De los errores se aprende. Eso dice mucha gente, y razón no les falta. A veces el camino de la vida muestra algún repentino obstáculo que no sabemos esquivar e, inevitablemente, hace que nos caigamos al suelo. Duele. Nos levantamos, dolidos, pero seguimos avanzando.
Ocurre además que, a fin de evitar posteriores caídas con similares trabas, aprendemos de lo sucedido para obrar mejor en el futuro. Y no solo eso: también nos sirven nuestros tropiezos para reafirmarnos en nuestras convicciones, combatiendo la indecisión que tantas veces nos hace vagar sin rumbo fijo y a riesgo de caer más y más veces. Caer: sea en la tentación o en el áspero suelo. Por ello es útil la determinación: el saber actuar en todas las circunstancias.

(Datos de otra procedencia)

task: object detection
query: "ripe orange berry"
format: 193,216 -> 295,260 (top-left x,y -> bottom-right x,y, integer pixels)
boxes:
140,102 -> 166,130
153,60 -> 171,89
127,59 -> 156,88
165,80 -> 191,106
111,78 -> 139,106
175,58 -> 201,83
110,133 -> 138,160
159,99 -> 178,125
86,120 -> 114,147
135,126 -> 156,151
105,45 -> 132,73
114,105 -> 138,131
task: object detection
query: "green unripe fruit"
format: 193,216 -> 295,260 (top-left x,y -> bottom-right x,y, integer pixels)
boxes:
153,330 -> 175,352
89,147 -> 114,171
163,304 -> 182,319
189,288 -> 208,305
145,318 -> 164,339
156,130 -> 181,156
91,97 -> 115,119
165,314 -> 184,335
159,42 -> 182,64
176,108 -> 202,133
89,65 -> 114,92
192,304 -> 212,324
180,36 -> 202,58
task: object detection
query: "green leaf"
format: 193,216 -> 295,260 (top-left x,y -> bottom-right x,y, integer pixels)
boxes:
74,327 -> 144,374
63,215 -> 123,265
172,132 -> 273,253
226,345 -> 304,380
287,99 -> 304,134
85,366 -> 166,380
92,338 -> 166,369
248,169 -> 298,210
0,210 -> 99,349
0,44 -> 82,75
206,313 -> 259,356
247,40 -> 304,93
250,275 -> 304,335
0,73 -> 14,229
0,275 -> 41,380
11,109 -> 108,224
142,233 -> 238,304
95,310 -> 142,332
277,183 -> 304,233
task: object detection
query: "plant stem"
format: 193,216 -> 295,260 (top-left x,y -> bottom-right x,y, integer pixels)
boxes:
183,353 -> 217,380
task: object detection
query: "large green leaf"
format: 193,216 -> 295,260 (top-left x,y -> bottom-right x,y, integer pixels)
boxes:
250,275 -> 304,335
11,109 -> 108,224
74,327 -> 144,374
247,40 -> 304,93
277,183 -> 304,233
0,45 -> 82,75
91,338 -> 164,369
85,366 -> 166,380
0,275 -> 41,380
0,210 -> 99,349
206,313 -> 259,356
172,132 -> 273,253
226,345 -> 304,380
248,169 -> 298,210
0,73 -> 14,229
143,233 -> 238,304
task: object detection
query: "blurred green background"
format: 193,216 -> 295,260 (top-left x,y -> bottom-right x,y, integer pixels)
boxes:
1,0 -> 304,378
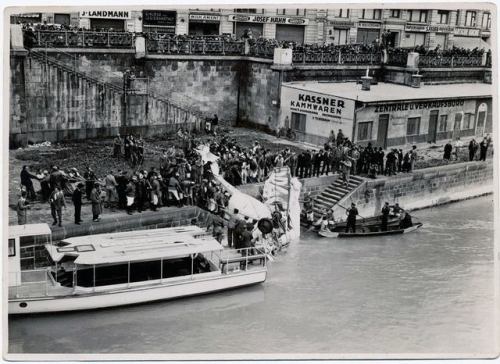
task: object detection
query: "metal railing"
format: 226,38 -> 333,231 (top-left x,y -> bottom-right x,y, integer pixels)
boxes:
146,38 -> 245,55
218,247 -> 267,274
292,51 -> 382,65
35,30 -> 134,48
386,52 -> 408,66
9,269 -> 53,298
417,55 -> 483,68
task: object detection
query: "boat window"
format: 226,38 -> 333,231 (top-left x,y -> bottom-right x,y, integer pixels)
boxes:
8,239 -> 15,257
75,244 -> 95,252
57,246 -> 76,253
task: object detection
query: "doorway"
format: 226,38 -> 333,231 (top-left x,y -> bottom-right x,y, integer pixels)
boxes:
428,110 -> 439,143
377,114 -> 389,148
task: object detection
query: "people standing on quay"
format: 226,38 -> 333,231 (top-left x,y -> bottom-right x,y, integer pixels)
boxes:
17,191 -> 30,225
345,202 -> 358,233
90,182 -> 102,222
72,183 -> 83,225
409,146 -> 417,172
84,167 -> 96,200
49,186 -> 66,227
126,176 -> 136,215
104,170 -> 118,212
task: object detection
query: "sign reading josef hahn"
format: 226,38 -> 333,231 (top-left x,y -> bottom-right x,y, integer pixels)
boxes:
228,14 -> 309,25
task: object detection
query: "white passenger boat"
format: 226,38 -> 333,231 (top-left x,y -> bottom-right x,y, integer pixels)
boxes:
8,224 -> 267,314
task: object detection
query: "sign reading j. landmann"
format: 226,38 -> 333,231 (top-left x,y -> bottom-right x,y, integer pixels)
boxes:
290,93 -> 346,115
80,10 -> 131,19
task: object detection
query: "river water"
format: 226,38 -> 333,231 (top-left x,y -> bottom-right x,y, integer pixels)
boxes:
8,196 -> 497,357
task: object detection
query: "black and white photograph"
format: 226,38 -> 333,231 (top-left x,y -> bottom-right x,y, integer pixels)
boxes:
2,1 -> 498,360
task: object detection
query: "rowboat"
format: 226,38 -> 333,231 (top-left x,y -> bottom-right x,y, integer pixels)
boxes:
318,222 -> 423,238
8,224 -> 267,314
317,214 -> 422,238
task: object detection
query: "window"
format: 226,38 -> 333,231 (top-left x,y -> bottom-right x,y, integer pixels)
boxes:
297,9 -> 306,16
333,9 -> 349,18
454,112 -> 463,130
8,239 -> 15,257
438,10 -> 449,24
333,28 -> 349,45
463,113 -> 475,129
362,9 -> 381,20
456,10 -> 461,25
291,112 -> 306,133
407,117 -> 420,136
235,9 -> 261,14
482,12 -> 491,29
277,9 -> 286,15
391,9 -> 400,18
409,10 -> 428,22
357,121 -> 373,141
465,11 -> 476,27
438,115 -> 448,132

He aprendido que nunca debemos rendirnos. La rendición es solo para los cobardes. Lo que nos conducirá a la gloria será la perseverancia en la lucha honorable por aquello que de verdad nos constituye como verdaderas personas. Es la defensa de nuestros ideales más puros: en verdad son susurros del corazón. La rendición nos lleva a la renuncia de lo que más queremos y nos deja a merced de lo que nuestros rivales dispongan. Por nuestra libertad —que nos es legítima— no debemos rendirnos.
Rendirse... ¡Vaya un mensaje de mediocridad que legaríamos a nuestros descendientes y seguidores! Aprenderían estos a ser unos malditos lameculos, incapaces de cuestionar el por qué de su lluvia de calamidades. ¡Sea sangre fuerte la que corra por sus venas, y sea esa sangre la nuestra!
Tal vez hoy tropecemos. Tal vez hoy convenga batirse en retirada, pudiendo ser éste un acertado y sabio movimiento estratégico en pos de un posterior contraataque. Pero nunca nos rendiremos. Nos caemos y nos levantamos; nuestro avance no se detiene. Lucharemos hasta el final, para solventar el conflicto, para alcanzar de nuevo la luz.